Everyone is supporting some type of container-based development and container orchestration on their respective cloud platforms. However, what’s missing is turnkey technology that focuses on development and deployment of multicloud solutions. Or, distributed and heterogenous container orchestration and container development that can deploy containerized applications across public cloud providers.
This is nothing new, and indeed, there are technologies that can deploy and orchestrate containers across many different cloud providers now, and even across traditional on-premises platforms. What will be new is support of multicloud container orchestration and release of technology that makes it easy to build and deploy these systems using native cloud services that run across cloud providers.
The advantages of this for enterprises are easy to understand. You’re not limited to deployment on a single cloud provider and thus are able to find best-of-breed solutions on different cloud providers. You can leverage the best databases, artificial intelligence, serverless, etc.
If this does occur, why now? Many of the larger public cloud providers have been pushing back against deployment on anything outside of their “walled gardens.” A few things are happening now and will continue into 2023:
- Acceptance by enterprises that multicloud is the most likely end state. Some end up with multicloud on purpose; most get there through organic growth and by choosing different best-of-breed cloud services across cloud providers as a tactical business need.

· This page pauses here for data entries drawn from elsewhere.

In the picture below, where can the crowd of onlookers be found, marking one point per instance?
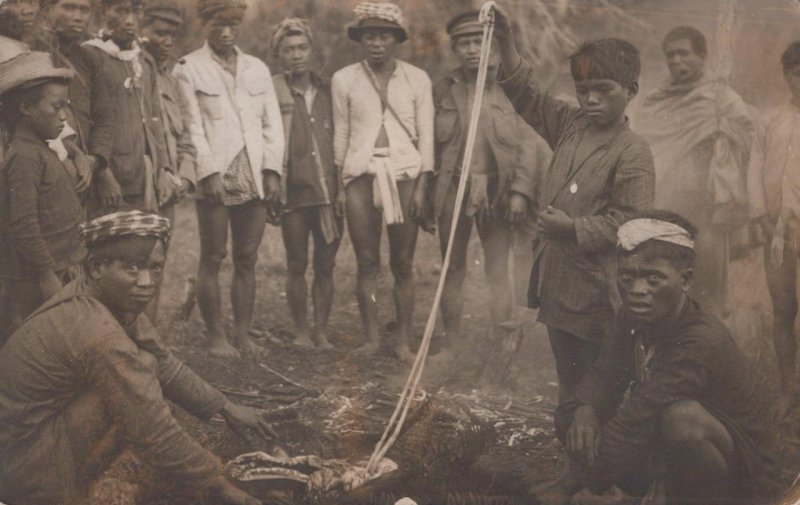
(103, 134)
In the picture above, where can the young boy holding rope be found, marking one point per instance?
(601, 174)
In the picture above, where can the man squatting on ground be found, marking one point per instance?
(697, 424)
(39, 207)
(87, 375)
(235, 125)
(311, 182)
(601, 174)
(774, 188)
(383, 147)
(501, 182)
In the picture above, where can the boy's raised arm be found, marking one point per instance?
(547, 115)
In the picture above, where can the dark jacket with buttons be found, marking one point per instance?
(39, 211)
(513, 144)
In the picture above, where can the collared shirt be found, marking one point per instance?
(229, 113)
(74, 354)
(774, 159)
(693, 358)
(311, 177)
(39, 211)
(358, 117)
(570, 281)
(180, 150)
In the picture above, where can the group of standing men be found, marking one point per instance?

- Acceptance by the larger cloud providers that multicloud is no longer something they can market around. It’s part of the technological zeitgeist at this point, and pushing back or avoiding it will likely backfire.
- Acceptance by developers that expanding their deployment reach across clouds, while not right for all applications, is an option that should produce better applications that use the exact technology they need, no matter what cloud it’s running on.
What happens if this shift to multicloud container orchestration becomes more of a reality in 2023? Not much, really. It’s going to take some time for enterprises to skill up in what this technology can do and how to use it properly. Moreover, there is always a great deal of time between technology providers announcing something and that something becoming available and usable.
The fact that we’re dealing with development and deployment of applications means that things will move that much slower. It’s not just releasing a cross-cloud container orchestration platform, but also building and deploying applications on that platform. It’s going to take years to evolve. I think it’s worth the wait. How about you?